Enzymatic synthesis of trisaccharides and alkyl beta-D-glucosides by the transglycosylation reaction of beta-glucosidase from Fusarium oxysporum.

Purified beta-glucosidase from Fusarium oxysporum catalyses hydrolysis and transglycosylation reactions. By utilizing the transglycosylation reaction, trisaccharides and alkyl beta-D-glucosides were synthesized under optimal conditions in the presence of various disaccharides and alcohols. The yields of trisaccharides and alkyl beta-D-glucosides were 22-37% and 10-33% of the total sugar, respectively. The enzyme retained 70-80% of its original activity in the presence of 25% (w/v) methanol, ethanol and propanol. Thus, beta-glucosidase from F. oxysporum appears to be an ideal enzyme for the synthesis of useful trisaccharides and alkyl beta-D-glucosides.
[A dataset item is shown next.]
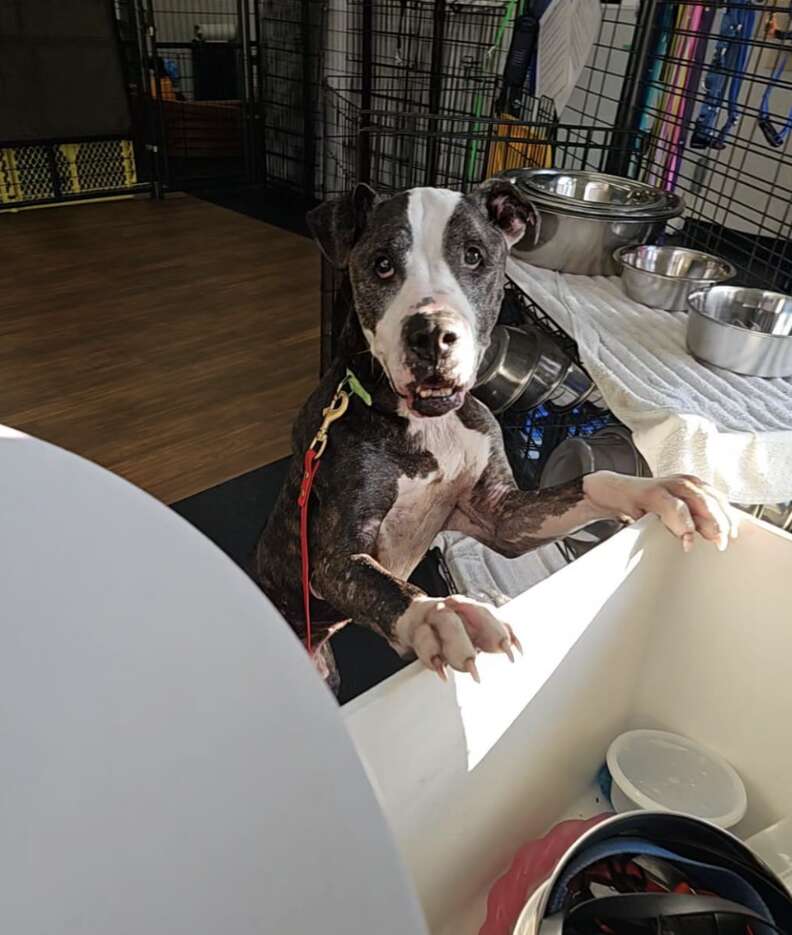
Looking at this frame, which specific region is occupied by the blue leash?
[690,0,756,149]
[757,14,792,149]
Purification and characterisation of an extracellular beta-glucosidase with transglycosylation and exo-glucosidase activities from Fusarium oxysporum.
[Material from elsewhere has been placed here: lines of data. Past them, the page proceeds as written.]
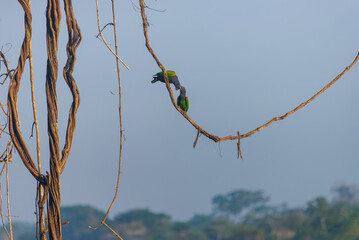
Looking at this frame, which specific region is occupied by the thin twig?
[5,145,13,240]
[96,0,130,70]
[89,0,123,239]
[96,23,113,38]
[139,0,359,146]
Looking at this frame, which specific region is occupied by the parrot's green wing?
[177,96,189,112]
[185,97,189,112]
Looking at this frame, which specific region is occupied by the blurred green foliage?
[0,185,359,240]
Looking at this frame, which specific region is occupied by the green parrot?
[151,70,181,90]
[177,87,189,112]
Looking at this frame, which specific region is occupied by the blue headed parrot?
[151,70,181,90]
[177,87,189,112]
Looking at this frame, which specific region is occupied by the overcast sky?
[0,0,359,221]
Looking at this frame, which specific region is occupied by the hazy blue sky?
[0,0,359,220]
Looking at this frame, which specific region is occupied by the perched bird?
[151,70,181,90]
[177,87,189,112]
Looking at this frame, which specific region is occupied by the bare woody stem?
[139,0,359,147]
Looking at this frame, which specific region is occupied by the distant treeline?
[0,185,359,240]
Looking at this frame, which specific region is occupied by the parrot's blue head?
[169,76,181,90]
[179,86,186,101]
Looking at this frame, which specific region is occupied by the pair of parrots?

An extracellular beta-glucosidase from Fusarium oxysporum was purified to homogeneity by gel-filtration and ion-exchange chromatographies. The enzyme, a monomeric protein of 110 kDa, was maximally active at pH 5.0-6.0 and at 60 degrees C. It hydrolysed 1-->4-linked aryl-beta-glucosides and 1-->4-linked, 1-->3-linked and 1-->6-linked beta-glucosides. The apparent Km and kcat values for p-nitrophenyl beta-D-glucopyranoside (4-NpGlcp) and cellobiose were 0.093 (Km), 1.07 mM (kcat) and 1802 (Km), 461.5 min-1 (kcat), respectively. Glucose and gluconolactone inhibited the enzyme competitively with Ki values of 2.05 mM and 3.03 microM, respectively. Alcohols activated the enzyme; butanol showed maximum effect (2.2-fold at 0.5 M) while methanol increased the activity by 1.4-fold at 1 M. The enzyme catalysed the synthesis of methylglucosides, ethylglucoside and propylglucosides, as well as trisaccharides in the presence of different alcohols and disaccharides, respectively. In addition, the enzyme hydrolysed the unsubstituted and methylumbelliferyl cello-oligosaccharides [MeUmb(Glc)n] but the rate of hydrolysis decreased with increasing chain length. Analysis of products released from MeUmb(Glc)n as a function of time revealed that the enzyme attacked these substrates in a stepwise manner and from both ends. Thus, beta-glucosidase from F. oxysporum, with the above interesting properties, could be of commercial interest.

Correlating the effect of pretreatment on the enzymatic hydrolysis of straw.

Avicell, Alkali-treated straw cellulose (ATSC), and wheat straw were ball-milled to reduce crystallinity; wheat straw was delignified by hot (120 degrees C) sodium hydroxide solutions of various concentrations. The physically and chemically pretreated cellulosic materials were hydrolyzed by the cellulases of Fusarium oxysporum strain F3. Enzymic hydrolysis data were fitted by the hyperbolic correlation of Holtzapple, which involves two kinetic parameters, the maximum conversion (X(max)), and the enzymic hydrolysis time corresponding to 50% of X(max) (t(1/2)). An empirical correlation between X(max) and cellulose crystallinity, lignin content, and degree of delignification has been found under our experimental conditions. Complete cellulose hydrolysis is shown to be possible at less than 60% crystallinity indices or less than 10% lignin content.